SCBWI

Society of
Children's Book Writers
and Illustrators

The SCBWI Stands in Solidarity with our Asian Family

If anyone understands the power of language and the impact of an image it would be writers, illustrators, and translators of children’s books. We wield our ink, pencils, paint, and keyboards with care because we understand we could impact children for generations. While we tell them important truths because we trust their capacity for growth and understanding, we don’t want one other family to have to have “the talk” with their children about how to avoid being attacked outside their homes.

One has to wonder if stereotyped images, language, and portrayals in popular culture impacted those who thought it was okay to rename COVID-19 using racist slurs and misplacing blame in a way that has seen exponentially increasing violence against Asian Americans. The Society of Children’s Book Writers and Illustrators stands in solidarity with the Asian members of our human family and their right to stay safe, alive, and humanized.  “Members of the Asian, Asian American, and Asian Pacific Islander community have experienced unique vulnerability as targets of racism and xenophobia as anxiety and fear over COVID-19 has spread over the past several months.” Stereotypes, tropes, and circumstance will never justify exclusion, racism, or violence towards human beings.

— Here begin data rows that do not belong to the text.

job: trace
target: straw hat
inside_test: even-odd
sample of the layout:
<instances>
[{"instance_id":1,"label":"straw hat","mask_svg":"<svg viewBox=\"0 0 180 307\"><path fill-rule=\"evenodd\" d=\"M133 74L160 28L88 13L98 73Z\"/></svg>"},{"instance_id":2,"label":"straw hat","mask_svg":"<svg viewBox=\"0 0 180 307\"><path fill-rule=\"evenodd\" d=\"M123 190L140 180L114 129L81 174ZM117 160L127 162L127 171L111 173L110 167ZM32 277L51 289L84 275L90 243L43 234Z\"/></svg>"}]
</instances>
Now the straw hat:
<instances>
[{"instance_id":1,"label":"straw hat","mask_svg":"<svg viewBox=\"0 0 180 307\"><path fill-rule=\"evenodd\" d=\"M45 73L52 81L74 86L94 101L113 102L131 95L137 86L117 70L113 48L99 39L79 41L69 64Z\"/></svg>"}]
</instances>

As writers, illustrators, and translators of children’s literature, we are responsible for promoting equity and humanizing people in our work, all children and all families. We have supported the Kidlit Against Anti-AAPI Racism Fundraiser (#KAAAR) and will also be hosting an SCBWI Celebrates Asian Voices panel during AAPI History Month on May 20th. A social for Asian creators will be held immediately following the event. We invite you to suggest your favorite authors, illustrators, & translators of the Asian diaspora for this panel by using #SCBWIVoices and encourage you to support Asian children’s literature creators. Our Equity and Inclusion Resource Library is open to the public. “Silence is often mistaken as acceptance.” Having conversations with your friends, family, and loved ones about protecting others in person and online is critical at times like these.  No group is a monolith and we all need each other to survive. We hope you will join us to #StopAAPIHate.